Teringat jaman dulu, ketika mengemis ilmu kepada para guru tercinta.
“Punya uang, cung?,” tanya Mbah Maimoen.
Ditanya beliau seperti ini, saya pun berfikir “guru itu seperti orang tua. Orang tua itu merasa susah kalau anaknya sedang susah. Ini dengan pikiran agar beliau tidak susah karena memikirkan saya.
Akhirnya saya juga jawab dengan senyum bahagia:
“Nggadah (punya) Mbah, banyak”.
Dan alhamdulillah, waktu itu juga pas pegang uang untuk bekal naxi dan ngaji waktu dimakkah.
Setelah saya jawab demikian, beliau dawuh dengan suara yang penuh semangat sugeh…. sugeh… sugeh (kaya) … ”
Kadang ketika kita sowan, kita haturkan semua keluh kesah kehidupan kepada beliau. Jika yang sowan beliau 1000 orang, betapa berat perasaan beliau memikirkan kesedihan mereka sedangkan yang sowan kepada beliau bukan hanya 1000 orang. Untung saja, hati beliau sangat lembut, tidak tegaan kepada orang.

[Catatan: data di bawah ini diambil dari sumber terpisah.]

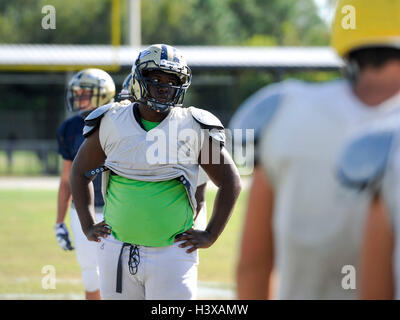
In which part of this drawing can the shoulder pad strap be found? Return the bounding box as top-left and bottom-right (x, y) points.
(190, 108), (224, 130)
(228, 90), (281, 143)
(83, 104), (113, 138)
(337, 131), (394, 191)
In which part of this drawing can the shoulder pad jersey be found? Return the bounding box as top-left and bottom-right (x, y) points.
(228, 80), (306, 144)
(337, 130), (395, 191)
(189, 107), (225, 144)
(190, 107), (224, 130)
(83, 102), (130, 138)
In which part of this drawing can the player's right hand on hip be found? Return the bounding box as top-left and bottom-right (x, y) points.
(54, 222), (74, 251)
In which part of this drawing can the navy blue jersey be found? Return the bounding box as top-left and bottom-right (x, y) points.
(57, 114), (104, 208)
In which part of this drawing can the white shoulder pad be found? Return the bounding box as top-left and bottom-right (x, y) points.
(190, 107), (224, 130)
(337, 131), (394, 190)
(228, 83), (285, 143)
(84, 103), (114, 127)
(190, 107), (225, 144)
(83, 103), (123, 138)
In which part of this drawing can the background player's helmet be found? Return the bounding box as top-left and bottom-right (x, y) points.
(131, 44), (192, 113)
(331, 0), (400, 59)
(66, 68), (116, 112)
(116, 73), (134, 102)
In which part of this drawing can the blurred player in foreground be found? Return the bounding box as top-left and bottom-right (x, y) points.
(336, 30), (400, 300)
(338, 111), (400, 300)
(55, 68), (115, 300)
(231, 0), (400, 299)
(70, 44), (241, 300)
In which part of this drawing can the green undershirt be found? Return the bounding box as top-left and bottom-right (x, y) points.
(103, 117), (194, 247)
(141, 118), (161, 131)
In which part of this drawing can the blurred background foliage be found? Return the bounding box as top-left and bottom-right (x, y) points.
(0, 0), (330, 45)
(0, 0), (339, 144)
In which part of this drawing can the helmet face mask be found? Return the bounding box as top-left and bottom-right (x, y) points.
(69, 85), (98, 111)
(131, 44), (192, 113)
(136, 64), (187, 112)
(66, 68), (116, 113)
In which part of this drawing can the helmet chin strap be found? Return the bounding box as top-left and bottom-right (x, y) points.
(142, 97), (173, 113)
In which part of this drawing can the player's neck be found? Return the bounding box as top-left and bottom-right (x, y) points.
(353, 61), (400, 107)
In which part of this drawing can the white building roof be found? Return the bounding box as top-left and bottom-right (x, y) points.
(0, 45), (343, 71)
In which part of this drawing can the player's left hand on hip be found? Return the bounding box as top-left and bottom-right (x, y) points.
(174, 228), (213, 253)
(54, 222), (74, 251)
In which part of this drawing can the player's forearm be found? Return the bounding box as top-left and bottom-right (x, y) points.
(360, 195), (395, 299)
(70, 170), (96, 233)
(56, 180), (72, 223)
(237, 262), (272, 299)
(205, 173), (241, 244)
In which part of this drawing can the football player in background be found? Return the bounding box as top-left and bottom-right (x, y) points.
(115, 73), (135, 103)
(231, 0), (400, 299)
(55, 68), (115, 300)
(70, 44), (241, 300)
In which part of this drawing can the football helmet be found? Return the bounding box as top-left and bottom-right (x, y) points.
(131, 44), (192, 113)
(116, 73), (134, 102)
(66, 68), (116, 113)
(331, 0), (400, 58)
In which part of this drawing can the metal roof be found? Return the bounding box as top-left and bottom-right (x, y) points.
(0, 45), (343, 71)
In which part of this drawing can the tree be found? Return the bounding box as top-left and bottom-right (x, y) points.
(0, 0), (111, 44)
(0, 0), (329, 46)
(140, 0), (329, 46)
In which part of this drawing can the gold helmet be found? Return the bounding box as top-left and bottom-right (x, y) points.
(131, 44), (192, 113)
(66, 68), (116, 112)
(331, 0), (400, 59)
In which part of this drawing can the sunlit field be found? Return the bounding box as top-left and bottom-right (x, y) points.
(0, 187), (249, 299)
(0, 151), (60, 176)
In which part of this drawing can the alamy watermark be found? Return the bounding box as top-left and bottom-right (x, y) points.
(41, 265), (56, 290)
(341, 265), (356, 290)
(143, 127), (255, 175)
(341, 5), (356, 30)
(41, 5), (56, 30)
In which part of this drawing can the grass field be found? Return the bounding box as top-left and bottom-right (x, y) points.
(0, 187), (249, 299)
(0, 151), (60, 176)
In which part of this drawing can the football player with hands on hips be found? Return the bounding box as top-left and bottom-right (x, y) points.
(55, 68), (116, 300)
(231, 0), (400, 300)
(70, 44), (242, 300)
(116, 73), (210, 232)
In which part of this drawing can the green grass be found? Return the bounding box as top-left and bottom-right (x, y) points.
(0, 190), (82, 296)
(0, 151), (61, 176)
(200, 189), (248, 284)
(0, 188), (248, 298)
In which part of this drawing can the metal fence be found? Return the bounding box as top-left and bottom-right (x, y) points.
(0, 139), (60, 175)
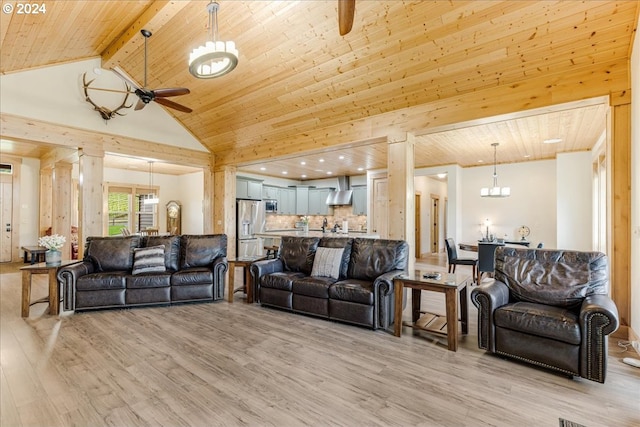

Tapi di sisi lain tidak bisa disalahkan juga, kita semua juga butuh berkah doa dari wali-wali Allah.
Sebagian ada yang sering sekali sowan karena senang, tenang dan damai melihat beliau.
Terkadang ada yang belum berani sowan karena merasa diri ini masih terlalu kotor untuk bersalaman dengan kekasih Allah semulia beliau. Terkadang karena takut kekurangan dan noda-noda dihati tampak dalam ilmu kasyf beliau. Ada yang sengaja sowan karena ingin dikasyf berharap mendapat petunjuk dari beliau
Rahimallahu Syaikhona… Mbah Moen…
Kami selalu merindukan njenengan…
Sering kali kami tidak kuat menahan sesak di dada ketika mendengarkan qosidah “Man ana, man ana…
Man ana laulakum “…
Dan faktanya Kami bukan apa-apa tanpa bimbingan para guru dan Penjenengan.
Penulis: Abdul Rochim Baslan Assidarjawie.